A good producing, well-documented laying line of Cochins (of any of the very large breeds actually), of any color would have substantial value as long as they were of a good breed type. To a few this would be a challenge well worth undertaking, but for most, if the need is for brown eggs in goodly numbers then it is best to begin with a breed already proven and strong in that area.
Many who are now producing brown table eggs are doing so with one of the sex-link varieties with names like Comets or Cinnamon Queens. These are crossbreds and the crosses are made to produce baby chicks that can be sexed on sight at the time of hatching. Their strengths as egg layers come not from the cross, but the merits of their purebred parents. Heritage breeds may have been used in making these sex-linked crosses, but the birds cannot be considered as heritage material as they will not reproduce in kind.
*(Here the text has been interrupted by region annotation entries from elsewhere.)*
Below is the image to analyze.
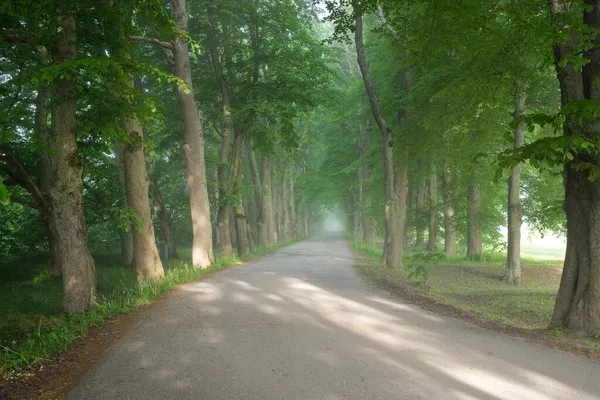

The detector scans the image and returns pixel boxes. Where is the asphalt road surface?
[69,234,600,400]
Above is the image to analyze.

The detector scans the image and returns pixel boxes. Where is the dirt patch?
[0,294,173,400]
[0,260,237,400]
[354,252,600,361]
[523,266,562,287]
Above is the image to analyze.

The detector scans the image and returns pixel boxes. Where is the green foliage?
[0,242,300,374]
[0,178,10,206]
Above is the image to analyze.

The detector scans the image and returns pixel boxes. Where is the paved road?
[69,234,600,400]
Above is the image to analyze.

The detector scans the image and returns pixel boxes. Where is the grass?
[0,242,292,374]
[351,240,562,329]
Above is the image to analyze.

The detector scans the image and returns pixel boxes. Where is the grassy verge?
[0,242,292,374]
[351,240,562,329]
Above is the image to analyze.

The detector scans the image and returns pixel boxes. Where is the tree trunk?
[394,146,408,268]
[504,93,527,285]
[34,84,60,275]
[549,0,600,335]
[171,0,214,268]
[207,2,237,258]
[115,143,135,267]
[259,154,275,247]
[123,115,165,283]
[358,114,375,247]
[415,177,427,250]
[246,138,267,241]
[146,163,179,258]
[287,169,297,239]
[48,9,96,314]
[352,5,398,268]
[443,168,456,257]
[279,171,290,241]
[427,166,438,253]
[230,130,250,257]
[467,173,483,260]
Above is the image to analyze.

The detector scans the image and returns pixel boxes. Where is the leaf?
[0,179,10,206]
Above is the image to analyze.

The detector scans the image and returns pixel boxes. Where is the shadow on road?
[70,234,600,400]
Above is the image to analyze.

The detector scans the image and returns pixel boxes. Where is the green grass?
[351,240,560,329]
[0,242,292,374]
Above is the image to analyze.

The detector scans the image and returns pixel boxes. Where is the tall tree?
[48,2,96,314]
[548,0,600,335]
[169,0,214,268]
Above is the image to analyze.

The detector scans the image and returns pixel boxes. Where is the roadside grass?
[0,241,293,375]
[350,239,562,330]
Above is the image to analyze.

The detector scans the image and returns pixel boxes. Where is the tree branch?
[127,36,173,50]
[377,6,400,41]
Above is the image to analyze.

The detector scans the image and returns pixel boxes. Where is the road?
[69,234,600,400]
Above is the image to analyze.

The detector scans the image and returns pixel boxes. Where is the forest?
[0,0,600,378]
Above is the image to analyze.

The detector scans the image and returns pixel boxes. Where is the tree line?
[0,0,331,314]
[313,0,600,335]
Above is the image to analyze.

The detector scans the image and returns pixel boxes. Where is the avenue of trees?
[0,0,600,335]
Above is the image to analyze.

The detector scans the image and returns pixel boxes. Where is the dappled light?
[0,0,600,400]
[72,234,600,400]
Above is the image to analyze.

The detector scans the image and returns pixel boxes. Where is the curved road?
[69,234,600,400]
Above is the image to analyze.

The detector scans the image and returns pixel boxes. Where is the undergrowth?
[351,239,560,329]
[0,242,292,374]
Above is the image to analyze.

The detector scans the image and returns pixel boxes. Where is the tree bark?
[115,143,135,267]
[549,0,600,335]
[48,9,96,314]
[394,146,409,268]
[442,168,456,257]
[504,93,527,286]
[415,177,427,250]
[145,154,179,258]
[230,130,251,257]
[427,166,438,253]
[352,1,398,268]
[287,168,298,239]
[34,84,60,275]
[246,138,260,241]
[123,111,165,283]
[467,173,483,260]
[171,0,213,268]
[279,171,290,241]
[206,2,235,258]
[259,154,275,247]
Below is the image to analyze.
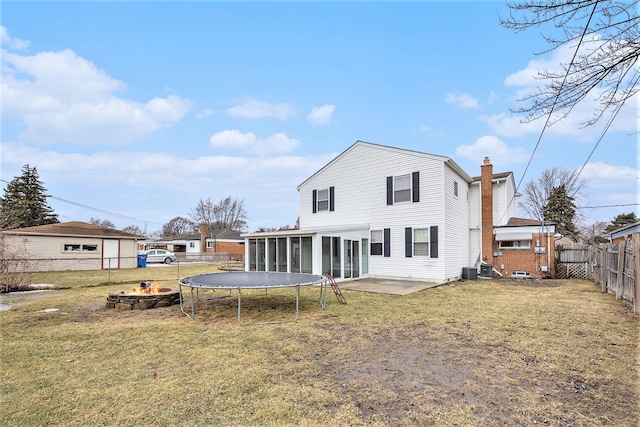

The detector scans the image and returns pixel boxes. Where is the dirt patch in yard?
[312,312,639,426]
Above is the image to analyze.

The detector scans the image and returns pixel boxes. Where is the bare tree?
[578,221,607,245]
[189,196,247,231]
[519,166,587,220]
[160,216,196,237]
[500,0,640,126]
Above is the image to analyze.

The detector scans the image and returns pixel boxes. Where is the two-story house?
[243,141,552,282]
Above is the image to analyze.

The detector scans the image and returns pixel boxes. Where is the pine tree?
[604,212,638,233]
[0,164,60,229]
[542,185,579,241]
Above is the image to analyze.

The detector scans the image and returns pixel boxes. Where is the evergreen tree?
[0,164,60,229]
[604,212,638,233]
[543,185,579,241]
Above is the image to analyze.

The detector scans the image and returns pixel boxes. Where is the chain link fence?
[0,253,244,293]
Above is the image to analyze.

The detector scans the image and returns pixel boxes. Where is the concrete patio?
[338,278,442,295]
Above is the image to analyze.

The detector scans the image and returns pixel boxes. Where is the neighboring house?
[243,141,552,283]
[0,221,144,271]
[493,218,556,278]
[608,221,640,243]
[149,224,244,261]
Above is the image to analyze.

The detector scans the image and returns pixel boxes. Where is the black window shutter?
[429,225,438,258]
[411,172,420,203]
[404,227,413,258]
[329,187,335,212]
[313,190,318,213]
[383,228,391,257]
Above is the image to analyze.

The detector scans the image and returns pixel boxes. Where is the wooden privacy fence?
[555,239,640,313]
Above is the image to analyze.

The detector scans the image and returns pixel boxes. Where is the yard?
[0,269,640,426]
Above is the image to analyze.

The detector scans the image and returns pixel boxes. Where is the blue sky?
[0,1,640,232]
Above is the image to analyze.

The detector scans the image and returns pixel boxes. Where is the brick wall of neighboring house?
[493,234,555,279]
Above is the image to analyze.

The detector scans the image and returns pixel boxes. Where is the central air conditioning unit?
[480,264,493,277]
[511,271,531,277]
Sex-link birds are a shortcut taken for economic ends and the crosses that produce them will never be exactly repeated. Many producers, who year-after-year purchase the same sex-link cross from the same hatchery, will undoubtedly relate how each new flock performs so differently from the others before. They are often rather high strung birds, have limited salvage value, and often produce eggs excessively large for their reduced body size. Many report losing large numbers of these birds to simple prolapse as they begin to lay.
Those needing the greatest number of eggs possible from a modest size area or to produce the most feed efficient egg-laying birds will best be served by the selection of birds from one of the white egg-laying breeds. This is the role for which they were developed and at which they excel!